This conservator of agricultural diversity has saved many rice varieties from the brink of extinction Premium
The Hindu
A childhood passion for heritage conservation and an unfulfilled desire of chalking out a career as a museologist culminated in this farmer conceiving his own museum -- of rice varieties -- which is one of its kind in Karnataka.
A childhood passion for heritage conservation and an unfulfilled desire of chalking out a career as a museologist culminated in this farmer conceiving his own museum -- of rice varieties -- which is one of its kind in Karnataka.
As a student, Syed Ghani Khan of Kirugavalu in Malavalli taluk of Mandya district nurtured a desire of entering the field of archaeology and museums and pursued his studies to in the hope of becoming the curator of a museum.
But fate willed otherwise and family commitments made him switch to agriculture in 1996 and tend to his plot of nearly 15 acres in Kirugavalu.
But the zest for conservation and the curiosity in him led Ghani Khan to explore the world of plants and understand the agro-diversity of India. And to his dismay he discovered that the famed agro-diversity of the country was fast being supplanted by the growing preference for monoculture and the hybrid varieties of crops developed in laboratories.
The preference for hybrid varieties with thrust on higher yield has invariably led to the emergence of monoculture and is also a contributory factor for hundreds of indigenous varieties of rice being pushed to the brink and is no longer cultivated. ‘’It is this realisation that made me collect indigenous or rare varieties of rice from across Karnataka and the country and preserve their seeds and the exercise commenced sometime in 2000-01,’’ recalled Ghani Khan.

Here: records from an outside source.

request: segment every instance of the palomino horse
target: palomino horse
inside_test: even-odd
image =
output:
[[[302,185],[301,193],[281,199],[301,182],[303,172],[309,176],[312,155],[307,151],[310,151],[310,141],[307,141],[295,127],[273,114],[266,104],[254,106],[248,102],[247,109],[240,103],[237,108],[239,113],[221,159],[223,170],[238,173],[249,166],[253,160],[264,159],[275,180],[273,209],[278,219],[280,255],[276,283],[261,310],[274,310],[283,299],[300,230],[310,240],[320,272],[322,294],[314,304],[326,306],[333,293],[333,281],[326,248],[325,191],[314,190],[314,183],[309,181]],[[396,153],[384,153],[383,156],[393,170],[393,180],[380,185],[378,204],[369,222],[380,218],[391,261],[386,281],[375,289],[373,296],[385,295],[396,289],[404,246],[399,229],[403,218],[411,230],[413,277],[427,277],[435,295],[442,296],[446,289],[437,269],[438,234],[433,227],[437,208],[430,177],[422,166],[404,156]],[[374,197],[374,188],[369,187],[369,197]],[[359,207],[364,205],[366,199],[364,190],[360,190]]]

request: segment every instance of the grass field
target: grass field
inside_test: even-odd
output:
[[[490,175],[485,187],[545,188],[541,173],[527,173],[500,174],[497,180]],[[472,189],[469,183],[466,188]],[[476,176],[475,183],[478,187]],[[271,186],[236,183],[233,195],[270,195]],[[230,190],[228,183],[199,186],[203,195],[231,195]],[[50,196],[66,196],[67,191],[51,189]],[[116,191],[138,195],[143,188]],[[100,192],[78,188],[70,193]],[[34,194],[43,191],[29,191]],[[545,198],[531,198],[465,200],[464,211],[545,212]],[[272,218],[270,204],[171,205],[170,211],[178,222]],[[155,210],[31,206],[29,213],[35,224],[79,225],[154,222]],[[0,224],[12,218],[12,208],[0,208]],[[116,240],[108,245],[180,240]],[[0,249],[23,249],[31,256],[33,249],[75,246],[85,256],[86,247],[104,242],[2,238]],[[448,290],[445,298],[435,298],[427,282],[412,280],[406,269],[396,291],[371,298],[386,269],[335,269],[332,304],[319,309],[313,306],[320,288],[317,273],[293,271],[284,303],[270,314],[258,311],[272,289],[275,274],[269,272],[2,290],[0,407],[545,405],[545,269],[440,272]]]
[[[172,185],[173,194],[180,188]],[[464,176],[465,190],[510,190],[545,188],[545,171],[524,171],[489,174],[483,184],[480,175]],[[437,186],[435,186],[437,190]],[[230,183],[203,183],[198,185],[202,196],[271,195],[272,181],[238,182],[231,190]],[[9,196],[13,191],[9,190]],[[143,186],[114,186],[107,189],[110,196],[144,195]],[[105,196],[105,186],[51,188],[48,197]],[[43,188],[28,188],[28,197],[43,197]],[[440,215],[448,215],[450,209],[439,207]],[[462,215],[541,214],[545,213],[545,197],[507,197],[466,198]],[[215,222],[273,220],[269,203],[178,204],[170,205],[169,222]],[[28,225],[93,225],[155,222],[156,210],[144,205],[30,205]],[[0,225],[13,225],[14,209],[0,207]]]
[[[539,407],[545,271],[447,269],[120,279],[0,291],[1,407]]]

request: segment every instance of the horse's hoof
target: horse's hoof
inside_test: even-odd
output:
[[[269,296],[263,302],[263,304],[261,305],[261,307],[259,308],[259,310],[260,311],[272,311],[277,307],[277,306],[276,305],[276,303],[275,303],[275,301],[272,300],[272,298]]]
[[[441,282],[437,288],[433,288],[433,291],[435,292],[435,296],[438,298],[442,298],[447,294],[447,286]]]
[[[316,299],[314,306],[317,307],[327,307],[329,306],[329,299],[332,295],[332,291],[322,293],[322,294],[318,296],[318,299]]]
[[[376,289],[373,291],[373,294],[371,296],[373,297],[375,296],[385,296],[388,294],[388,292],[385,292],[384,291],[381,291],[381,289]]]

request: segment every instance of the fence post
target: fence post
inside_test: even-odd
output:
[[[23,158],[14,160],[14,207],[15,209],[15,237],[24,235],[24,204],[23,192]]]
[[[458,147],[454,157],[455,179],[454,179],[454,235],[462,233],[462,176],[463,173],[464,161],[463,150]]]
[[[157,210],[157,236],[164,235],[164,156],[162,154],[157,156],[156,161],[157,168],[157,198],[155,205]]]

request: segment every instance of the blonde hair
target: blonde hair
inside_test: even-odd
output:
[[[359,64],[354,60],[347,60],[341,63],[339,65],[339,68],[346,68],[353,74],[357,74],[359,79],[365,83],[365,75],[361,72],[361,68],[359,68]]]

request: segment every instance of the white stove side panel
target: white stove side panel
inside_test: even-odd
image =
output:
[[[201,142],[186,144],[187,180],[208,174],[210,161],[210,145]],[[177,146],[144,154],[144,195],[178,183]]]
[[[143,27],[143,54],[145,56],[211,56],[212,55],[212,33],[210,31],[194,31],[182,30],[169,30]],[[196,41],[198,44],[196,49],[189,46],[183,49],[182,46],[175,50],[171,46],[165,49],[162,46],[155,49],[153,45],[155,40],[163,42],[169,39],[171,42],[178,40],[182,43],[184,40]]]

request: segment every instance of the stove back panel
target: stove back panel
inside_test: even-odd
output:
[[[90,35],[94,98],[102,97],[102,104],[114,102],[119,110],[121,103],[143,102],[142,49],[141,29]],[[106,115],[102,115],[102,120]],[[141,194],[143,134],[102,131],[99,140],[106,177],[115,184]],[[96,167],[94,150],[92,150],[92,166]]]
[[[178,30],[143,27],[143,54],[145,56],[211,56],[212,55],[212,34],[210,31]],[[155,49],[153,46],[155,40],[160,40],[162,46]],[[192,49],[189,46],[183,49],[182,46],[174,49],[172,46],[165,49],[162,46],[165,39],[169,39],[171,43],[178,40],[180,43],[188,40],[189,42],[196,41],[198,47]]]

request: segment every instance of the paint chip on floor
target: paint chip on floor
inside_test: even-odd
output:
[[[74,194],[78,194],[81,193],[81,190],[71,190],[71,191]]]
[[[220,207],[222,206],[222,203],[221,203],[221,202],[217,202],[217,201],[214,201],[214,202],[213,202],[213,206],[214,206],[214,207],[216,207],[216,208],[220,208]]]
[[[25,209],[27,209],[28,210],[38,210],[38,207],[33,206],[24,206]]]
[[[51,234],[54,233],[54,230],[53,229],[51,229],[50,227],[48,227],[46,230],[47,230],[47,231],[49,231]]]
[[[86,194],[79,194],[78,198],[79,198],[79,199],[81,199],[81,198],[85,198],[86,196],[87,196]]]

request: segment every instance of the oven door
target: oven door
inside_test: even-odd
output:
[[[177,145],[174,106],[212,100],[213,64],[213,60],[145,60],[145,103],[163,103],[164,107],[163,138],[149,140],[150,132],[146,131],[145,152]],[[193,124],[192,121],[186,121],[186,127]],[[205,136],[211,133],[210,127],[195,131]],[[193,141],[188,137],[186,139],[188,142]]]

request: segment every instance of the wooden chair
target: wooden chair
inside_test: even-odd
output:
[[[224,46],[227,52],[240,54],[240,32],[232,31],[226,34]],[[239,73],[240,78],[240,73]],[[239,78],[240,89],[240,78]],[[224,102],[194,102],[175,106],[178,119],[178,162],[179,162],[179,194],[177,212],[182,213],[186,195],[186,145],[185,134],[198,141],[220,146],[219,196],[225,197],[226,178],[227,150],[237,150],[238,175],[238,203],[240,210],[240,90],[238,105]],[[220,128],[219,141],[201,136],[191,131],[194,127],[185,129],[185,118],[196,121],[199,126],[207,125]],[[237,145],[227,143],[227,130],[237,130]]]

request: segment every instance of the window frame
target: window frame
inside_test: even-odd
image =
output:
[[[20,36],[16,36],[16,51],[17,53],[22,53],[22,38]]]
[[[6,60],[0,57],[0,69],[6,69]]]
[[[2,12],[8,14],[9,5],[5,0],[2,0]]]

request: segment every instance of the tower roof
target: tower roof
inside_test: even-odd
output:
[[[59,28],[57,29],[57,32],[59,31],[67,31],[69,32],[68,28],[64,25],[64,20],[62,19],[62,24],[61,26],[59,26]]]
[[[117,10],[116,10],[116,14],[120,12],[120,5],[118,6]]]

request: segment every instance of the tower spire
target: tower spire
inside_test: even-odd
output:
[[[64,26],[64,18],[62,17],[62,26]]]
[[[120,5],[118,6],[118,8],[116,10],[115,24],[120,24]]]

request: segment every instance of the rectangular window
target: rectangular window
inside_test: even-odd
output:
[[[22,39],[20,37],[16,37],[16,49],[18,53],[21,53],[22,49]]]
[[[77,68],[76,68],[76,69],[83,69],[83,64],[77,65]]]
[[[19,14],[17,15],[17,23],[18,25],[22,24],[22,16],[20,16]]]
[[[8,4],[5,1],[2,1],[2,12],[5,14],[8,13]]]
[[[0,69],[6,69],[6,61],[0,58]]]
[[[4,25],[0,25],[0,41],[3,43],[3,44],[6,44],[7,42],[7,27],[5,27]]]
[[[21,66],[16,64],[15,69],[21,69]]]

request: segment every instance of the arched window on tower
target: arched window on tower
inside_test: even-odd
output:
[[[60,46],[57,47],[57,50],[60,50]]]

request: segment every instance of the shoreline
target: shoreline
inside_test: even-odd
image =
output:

This was preceded by his relative gifting him a sack of nearly 40 strains of paddy and Ghani Khan realised that he knew nothing of their nature or origin and nor were the agricultural scientists aware of some of them. Also, sometime after taking to farming of his ancestral property, Ghani Khan’s health suffered a setback and this was attributed to the chemicals and pesticides with which he used to come in contact during agricultural activity.
‘’It was then that I decided to eschew the so-called modern agriculture with its thrust on the use of chemicals and opted for organic farming sometime during the year 2000,’’ recalled Ghani Khan.